Downstream alignment and phylogenetics with QIIME 2

QIIME 2 contains tools for sequence alignment, alignment filtering, and phylogenetic reconstruction in the q2-alignment and q2-phylogeny plugins (which are not installed by default with genome-sampler). This document illustrates how these steps can be applied after working through genome-sampler usage tutorial.

QIIME 2 often wraps other widely used tools in QIIME 2 plugins rather than implement them directly. For example, under-the-hood, genome-sampler’s sample-diversity action is using vsearch [1]. In this document we’ll build an alignment with MAFFT [2], apply a pre-computed alignment position mask, and then build a phylogenetic tree with IQTree 2 [3].

Warning

QIIME 2 is not designed for high-accuracy phylogenetic analysis. If you use the workflow illustrated here, we recommend that you consider the resulting trees to be experimental. In other words, this workflow can give you a quick idea of what is happening with your data, but you may want to use other tools for your final trees.

Note

This tutorial assumes that you have already run genome-sampler usage tutorial. If you haven’t, you’ll be missing files that are needed for this tutorial.

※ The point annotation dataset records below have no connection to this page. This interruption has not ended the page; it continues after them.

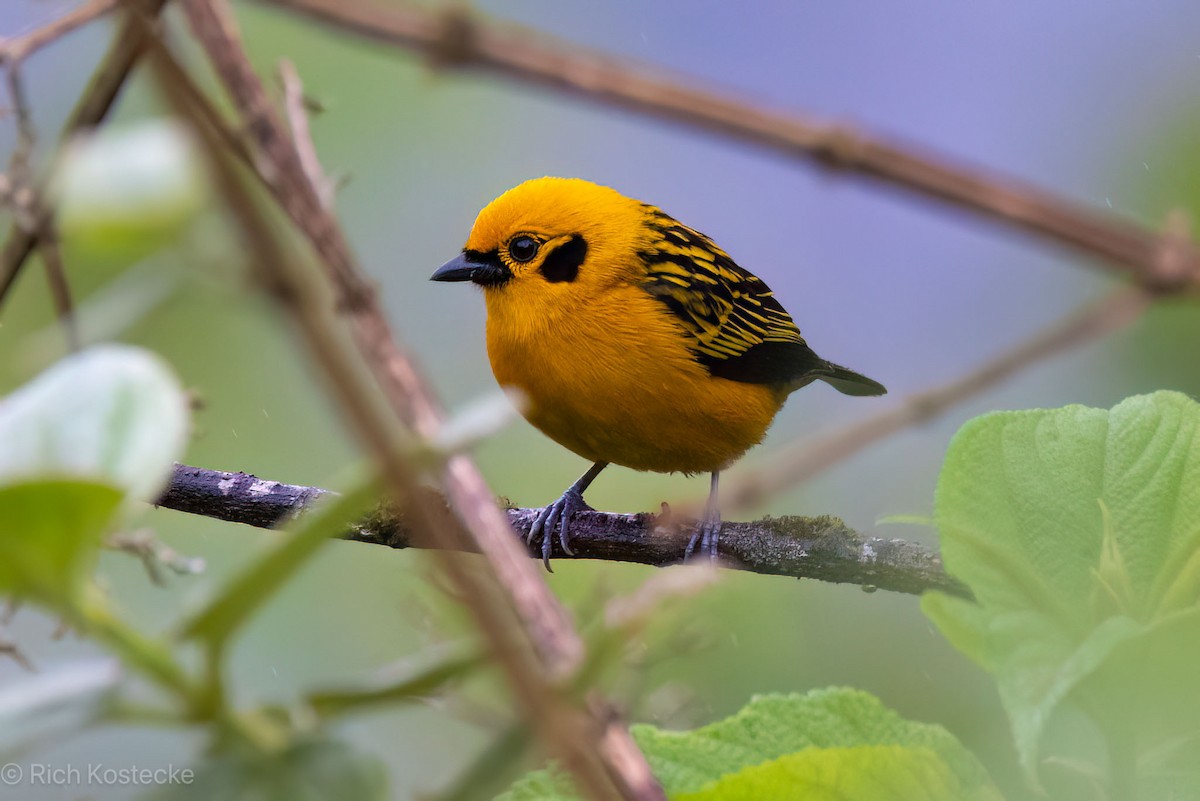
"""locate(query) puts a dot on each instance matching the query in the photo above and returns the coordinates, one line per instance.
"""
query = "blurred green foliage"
(411, 142)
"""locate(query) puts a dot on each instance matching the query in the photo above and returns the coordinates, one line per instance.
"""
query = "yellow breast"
(613, 380)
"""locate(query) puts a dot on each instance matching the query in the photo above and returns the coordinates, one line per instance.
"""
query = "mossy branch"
(821, 548)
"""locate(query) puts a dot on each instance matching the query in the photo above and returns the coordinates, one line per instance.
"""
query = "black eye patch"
(563, 263)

Obtain reference sequence and alignment mask

curl -sL https://raw.githubusercontent.com/caporaso-lab/genome-sampler/r2020.8/snakemake/tutorial-data/alignment-mask.qza --output tutorial-data/alignment-mask.qza
curl -sL https://raw.githubusercontent.com/caporaso-lab/genome-sampler/r2020.8/snakemake/tutorial-data/sarscov2-reference-genome.qza --output tutorial-data/sarscov2-reference-genome.qza

Align sequences and build a tree

First, we’ll add the SARS-CoV-2 reference sequence to the sequence collection obtained in the tutorial. Notice that we’re working with the .qza file that was created in that tutorial, not the .fasta file that we exported.

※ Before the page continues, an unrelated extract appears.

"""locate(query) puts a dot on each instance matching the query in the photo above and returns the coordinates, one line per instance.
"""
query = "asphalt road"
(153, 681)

qiime feature-table merge-seqs \
  --i-data sequences.qza \
  --i-data sarscov2-reference-genome.qza \
  --o-merged-data sequences-w-ref.qza

Next, we’ll perform sequence alignment using MAFFT.

qiime alignment mafft \
  --i-sequences sequences-w-ref.qza \
  --o-alignment aligned-sequences-w-ref.qza

After aligning the sequences, a “mask” can be applied to filter positions from the alignment that are likely to be uninformative. At present, we’re experimenting with a pre-computed alignment mask.

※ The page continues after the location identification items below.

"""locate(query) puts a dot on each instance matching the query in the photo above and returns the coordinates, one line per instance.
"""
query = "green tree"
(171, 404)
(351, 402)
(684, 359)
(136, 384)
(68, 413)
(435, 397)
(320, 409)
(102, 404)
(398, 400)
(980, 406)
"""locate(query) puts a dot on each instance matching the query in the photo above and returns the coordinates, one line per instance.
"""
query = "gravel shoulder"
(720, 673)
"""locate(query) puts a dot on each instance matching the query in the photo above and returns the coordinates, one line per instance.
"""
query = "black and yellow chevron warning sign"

qiime genome-sampler mask \
  --i-alignment aligned-sequences-w-ref.qza \
  --i-mask alignment-mask.qza \
  --o-masked-alignment masked-aligned-sequences-w-ref.qza

Finally, we build a tree from the resulting alignment. This will generate an unrooted phylogenetic tree.

qiime phylogeny iqtree \
  --i-alignment masked-aligned-sequences-w-ref.qza \
  --o-tree unrooted-tree.qza

This .qza file can be viewed directly with iTOL to get a quick look. We’ll also soon be adding support for viewing this with Empress.

All of the .qza files that were generated in this example can be exported using qiime tools export. Exporting of sequence or alignment files will provide you with fasta files by default, and exporting of the phylogenetic tree will provide you with a newick file by default. See the QIIME 2 exporting documentation for more details.